Multivalent interactions are vital in biological process. Heteromultivalency is very common in proteins and membranes that typically interact with heterotopic contact surfaces. For binding ligands with multiple different kinds of sites, heteromultivalency is necessary to achieve sufficient affinity and high specificity at the same time. Currently, a most suitable model of biological receptors are macrocyclic hosts, displaying complementary binding to certain guests. However, realizing artificial heteromultivalency by covalent methods is a formidable challenge because of intensive and time-consuming synthesis.
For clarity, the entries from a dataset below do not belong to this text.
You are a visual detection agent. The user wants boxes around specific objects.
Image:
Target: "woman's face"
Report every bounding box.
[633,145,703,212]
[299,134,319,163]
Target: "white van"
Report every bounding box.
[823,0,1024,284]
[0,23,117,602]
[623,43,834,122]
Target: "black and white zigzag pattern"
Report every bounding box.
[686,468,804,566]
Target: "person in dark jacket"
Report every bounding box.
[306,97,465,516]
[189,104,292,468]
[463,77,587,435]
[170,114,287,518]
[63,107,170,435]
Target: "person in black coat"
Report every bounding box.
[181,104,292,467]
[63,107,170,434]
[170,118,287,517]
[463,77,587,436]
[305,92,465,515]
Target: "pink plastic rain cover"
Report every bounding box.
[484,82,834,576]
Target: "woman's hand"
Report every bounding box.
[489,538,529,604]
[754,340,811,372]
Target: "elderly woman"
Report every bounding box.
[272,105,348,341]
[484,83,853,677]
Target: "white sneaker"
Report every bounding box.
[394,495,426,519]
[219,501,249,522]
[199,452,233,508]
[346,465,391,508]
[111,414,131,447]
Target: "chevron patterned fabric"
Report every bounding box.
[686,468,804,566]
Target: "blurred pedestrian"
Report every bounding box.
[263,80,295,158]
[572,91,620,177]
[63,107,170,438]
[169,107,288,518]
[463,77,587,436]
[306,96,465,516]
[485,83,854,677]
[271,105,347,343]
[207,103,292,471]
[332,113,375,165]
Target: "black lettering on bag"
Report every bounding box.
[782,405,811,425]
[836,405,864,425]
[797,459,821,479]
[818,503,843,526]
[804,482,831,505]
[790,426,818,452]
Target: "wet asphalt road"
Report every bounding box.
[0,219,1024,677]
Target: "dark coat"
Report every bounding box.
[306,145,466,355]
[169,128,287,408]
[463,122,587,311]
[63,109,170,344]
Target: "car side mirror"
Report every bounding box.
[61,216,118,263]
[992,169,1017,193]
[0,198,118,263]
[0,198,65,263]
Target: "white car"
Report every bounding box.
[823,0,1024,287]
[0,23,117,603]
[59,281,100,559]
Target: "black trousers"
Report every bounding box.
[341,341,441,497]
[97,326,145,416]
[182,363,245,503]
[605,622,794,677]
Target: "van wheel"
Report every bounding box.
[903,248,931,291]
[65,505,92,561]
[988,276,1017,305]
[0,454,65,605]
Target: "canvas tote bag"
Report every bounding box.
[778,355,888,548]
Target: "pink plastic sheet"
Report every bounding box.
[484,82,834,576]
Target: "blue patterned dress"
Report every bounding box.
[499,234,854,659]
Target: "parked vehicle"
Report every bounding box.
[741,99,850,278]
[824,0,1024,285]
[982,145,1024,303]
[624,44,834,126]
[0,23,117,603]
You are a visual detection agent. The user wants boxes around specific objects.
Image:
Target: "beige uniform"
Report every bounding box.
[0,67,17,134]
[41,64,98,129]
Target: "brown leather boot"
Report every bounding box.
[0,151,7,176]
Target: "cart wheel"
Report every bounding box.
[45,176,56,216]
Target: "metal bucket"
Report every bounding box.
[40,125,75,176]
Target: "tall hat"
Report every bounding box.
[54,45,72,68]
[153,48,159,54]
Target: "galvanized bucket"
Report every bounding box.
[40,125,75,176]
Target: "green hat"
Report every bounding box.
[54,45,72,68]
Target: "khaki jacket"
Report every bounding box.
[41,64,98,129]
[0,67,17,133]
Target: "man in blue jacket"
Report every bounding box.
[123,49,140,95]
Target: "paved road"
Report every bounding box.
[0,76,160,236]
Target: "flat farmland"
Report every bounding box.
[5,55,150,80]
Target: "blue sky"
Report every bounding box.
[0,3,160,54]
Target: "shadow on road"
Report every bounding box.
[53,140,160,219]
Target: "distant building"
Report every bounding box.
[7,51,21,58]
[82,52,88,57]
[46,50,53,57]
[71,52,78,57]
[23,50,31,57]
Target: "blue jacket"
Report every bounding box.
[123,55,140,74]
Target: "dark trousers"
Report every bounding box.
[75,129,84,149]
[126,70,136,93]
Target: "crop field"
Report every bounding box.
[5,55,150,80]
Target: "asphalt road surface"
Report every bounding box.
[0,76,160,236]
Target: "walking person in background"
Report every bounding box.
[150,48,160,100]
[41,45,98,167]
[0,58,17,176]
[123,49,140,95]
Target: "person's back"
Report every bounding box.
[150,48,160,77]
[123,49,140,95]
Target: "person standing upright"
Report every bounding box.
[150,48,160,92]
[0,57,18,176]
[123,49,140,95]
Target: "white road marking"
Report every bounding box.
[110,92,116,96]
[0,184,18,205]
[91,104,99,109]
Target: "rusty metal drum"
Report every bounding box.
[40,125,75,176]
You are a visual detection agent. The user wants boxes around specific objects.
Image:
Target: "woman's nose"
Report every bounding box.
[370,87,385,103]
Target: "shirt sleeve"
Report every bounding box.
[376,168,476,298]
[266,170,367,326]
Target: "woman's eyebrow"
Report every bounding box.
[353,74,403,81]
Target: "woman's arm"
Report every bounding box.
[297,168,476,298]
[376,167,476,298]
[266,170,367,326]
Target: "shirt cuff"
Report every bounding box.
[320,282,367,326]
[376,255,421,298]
Moreover, it is very difficult to precisely control the spatial arrangement of binding sites in diverse macrocycles to match the ligand sequence and/or dynamics at structurally complex biointerfaces.
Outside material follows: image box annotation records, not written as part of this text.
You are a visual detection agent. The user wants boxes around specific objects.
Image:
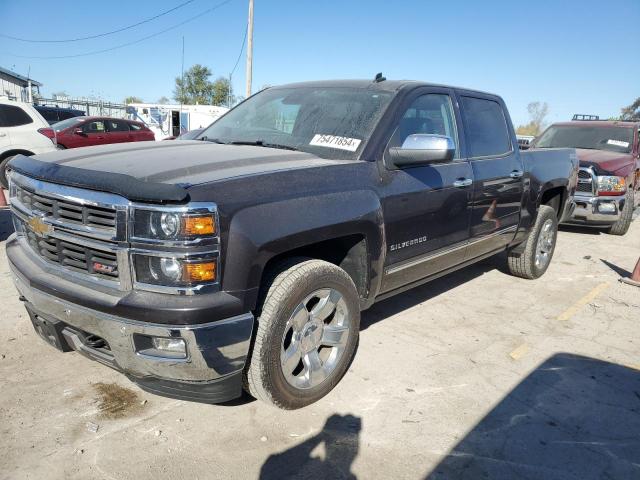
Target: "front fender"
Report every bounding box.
[222,190,385,308]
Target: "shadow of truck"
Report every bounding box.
[427,354,640,480]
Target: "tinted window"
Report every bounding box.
[51,117,84,132]
[536,124,633,153]
[388,93,458,156]
[82,120,104,133]
[0,105,33,127]
[462,97,511,157]
[35,107,61,124]
[107,120,129,132]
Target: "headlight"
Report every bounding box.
[133,208,217,241]
[133,254,218,288]
[598,175,627,195]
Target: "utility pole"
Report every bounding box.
[245,0,253,98]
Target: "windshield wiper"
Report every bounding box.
[198,135,227,145]
[229,140,300,152]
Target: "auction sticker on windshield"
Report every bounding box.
[309,133,361,152]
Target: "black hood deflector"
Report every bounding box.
[8,155,189,203]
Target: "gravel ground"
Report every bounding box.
[0,207,640,480]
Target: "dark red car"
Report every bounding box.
[51,117,155,148]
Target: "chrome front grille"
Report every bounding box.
[15,186,116,234]
[9,172,131,290]
[23,225,119,280]
[576,167,595,195]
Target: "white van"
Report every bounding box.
[0,98,56,188]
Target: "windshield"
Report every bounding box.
[177,128,204,140]
[536,125,633,153]
[51,117,85,132]
[200,87,392,160]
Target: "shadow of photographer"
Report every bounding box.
[259,414,362,480]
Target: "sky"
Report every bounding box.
[0,0,640,125]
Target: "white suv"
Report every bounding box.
[0,98,56,188]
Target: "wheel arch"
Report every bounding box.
[222,191,384,309]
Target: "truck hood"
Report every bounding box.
[34,140,343,187]
[576,148,633,173]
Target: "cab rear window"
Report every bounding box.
[0,105,33,127]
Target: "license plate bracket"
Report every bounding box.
[29,312,73,352]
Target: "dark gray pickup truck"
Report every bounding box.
[7,77,578,409]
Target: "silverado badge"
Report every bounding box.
[27,217,53,237]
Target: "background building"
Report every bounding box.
[0,67,42,102]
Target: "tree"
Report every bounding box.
[516,102,549,136]
[124,95,144,105]
[173,64,230,105]
[211,77,233,105]
[621,97,640,120]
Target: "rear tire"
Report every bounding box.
[508,205,558,280]
[608,187,635,235]
[243,258,360,410]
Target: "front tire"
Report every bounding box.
[508,205,558,280]
[244,259,360,410]
[608,187,635,235]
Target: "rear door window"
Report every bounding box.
[0,105,33,127]
[462,96,512,157]
[82,120,105,133]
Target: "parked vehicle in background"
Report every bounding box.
[51,117,155,148]
[176,128,204,140]
[6,79,578,409]
[516,135,536,150]
[34,105,85,125]
[0,98,56,188]
[532,115,640,235]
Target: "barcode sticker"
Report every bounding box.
[309,134,362,152]
[607,140,629,148]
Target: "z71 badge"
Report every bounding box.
[389,235,427,252]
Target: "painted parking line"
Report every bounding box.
[558,282,609,321]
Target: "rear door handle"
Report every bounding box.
[453,178,473,188]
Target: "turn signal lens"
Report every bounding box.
[182,262,216,283]
[182,215,216,236]
[598,175,627,195]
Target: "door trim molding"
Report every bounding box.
[384,225,518,275]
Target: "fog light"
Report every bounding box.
[598,202,616,213]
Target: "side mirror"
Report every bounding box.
[389,133,456,168]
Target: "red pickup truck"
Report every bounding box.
[531,115,640,235]
[51,117,155,148]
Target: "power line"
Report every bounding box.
[4,0,233,60]
[0,0,196,43]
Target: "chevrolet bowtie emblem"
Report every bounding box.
[27,217,53,236]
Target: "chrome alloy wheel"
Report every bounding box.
[536,219,556,268]
[280,288,351,389]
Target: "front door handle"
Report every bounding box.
[453,178,473,188]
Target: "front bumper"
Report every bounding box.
[9,234,253,403]
[565,195,625,225]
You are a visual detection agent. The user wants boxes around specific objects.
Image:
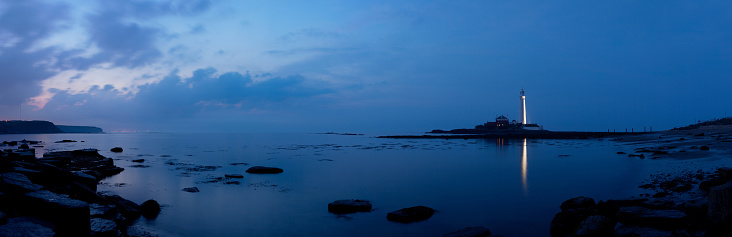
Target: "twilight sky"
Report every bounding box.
[0,0,732,132]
The Ravoo group in Münster has focused on amphiphilic cyclodextrin (CD) for a long time, while the Guo group at Nankai University has explored amphiphilic calixarene (CA). In November 2014, Prof. Guo visited Prof. Ravoo in Münster. We had a very nice discussion, and envisaged that the “marriage” between CA and CD could be a powerful combination. CD and CA are two kinds of macrocyclic receptors with orthogonal binding sites. As a result, co-assembling CD and CA amphiphiles (“marriage”) would give rise to the self-assembled heteromultivalency. This was the beginning of our collaborative project. To make the collaboration run smoothly, in Jan. 2016, Prof. Guo sent Dr. Xu to Prof. Ravoo’s group as an exchange student for one year. By employing various tyrosine- and lysine-rich model peptides, Dr. Xu demonstrated the heteromultivalent recognition that we had anticipated. Moreover, the CD−CA dynamic co-assembly is self-adaptive, enable a self-optimization to obtain an optimal spatial arrangement of the binding sites.
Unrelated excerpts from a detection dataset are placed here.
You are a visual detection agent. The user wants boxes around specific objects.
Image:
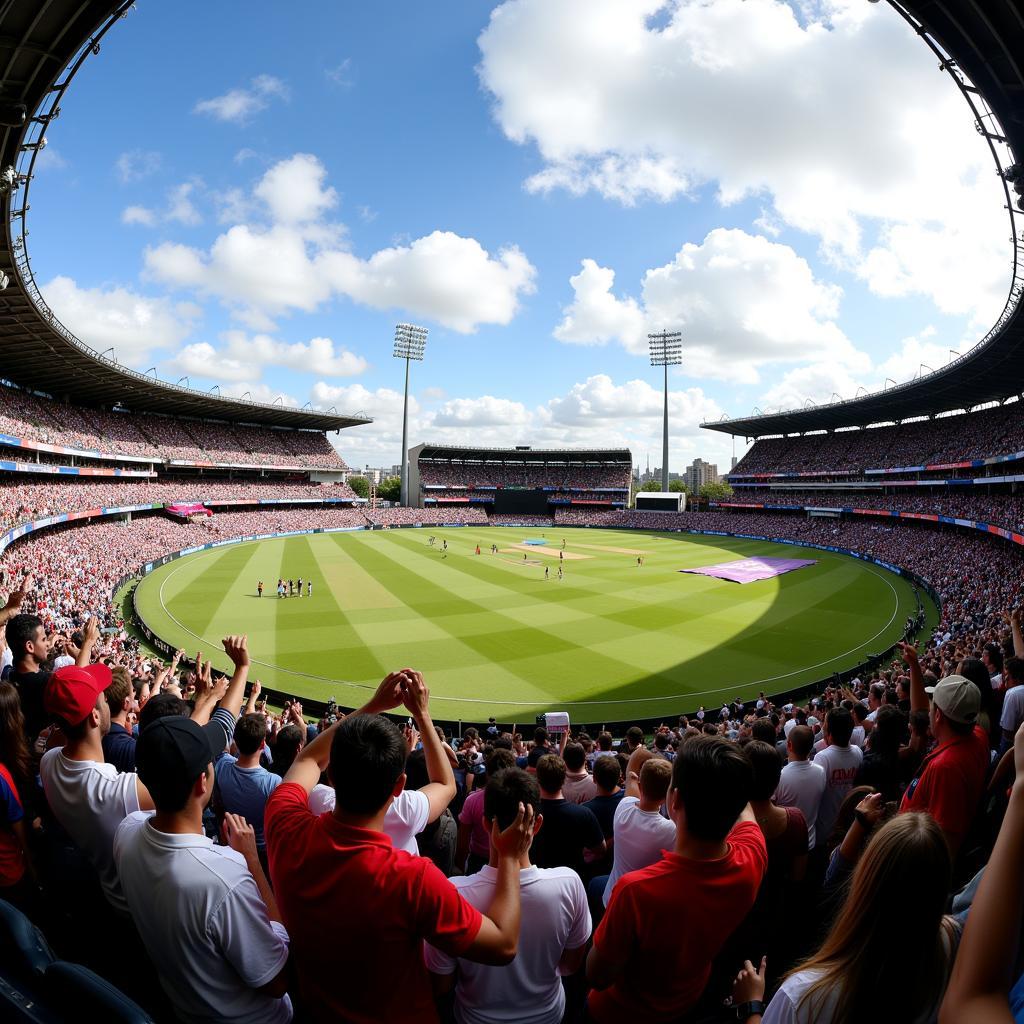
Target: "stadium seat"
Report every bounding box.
[0,900,55,984]
[45,961,153,1024]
The “marriage” is interesting, but so what? What special applications can be realized? Eventually, as a proof-of-concept application of the artificial heteromultivalency constructed, together with Prof. Yuan and Wang at Nankai University, we successfully used the CD−CA co-assembly to inhibit amyloid-β peptide fibrillation, dissolving fibrils and reducing amyloid cytotoxicity. The fibrillation of amyloid-β peptides is the hallmark of Alzheimer’s disease, so our work may inspire new strategies for the treatment of Alzheimer’s disease, although we are aware that at present it is not certain whether amyloid deposits are the cause or a consequence of Alzheimer´s disease.
All the details of our work can be read in our article: “Heteromultivalent Peptide Recognition by Co-Assembly of Cyclodextrin and Calixarene Amphiphiles Enables Inhibition of Amyloid Fibrillation” in Nature Chemistry.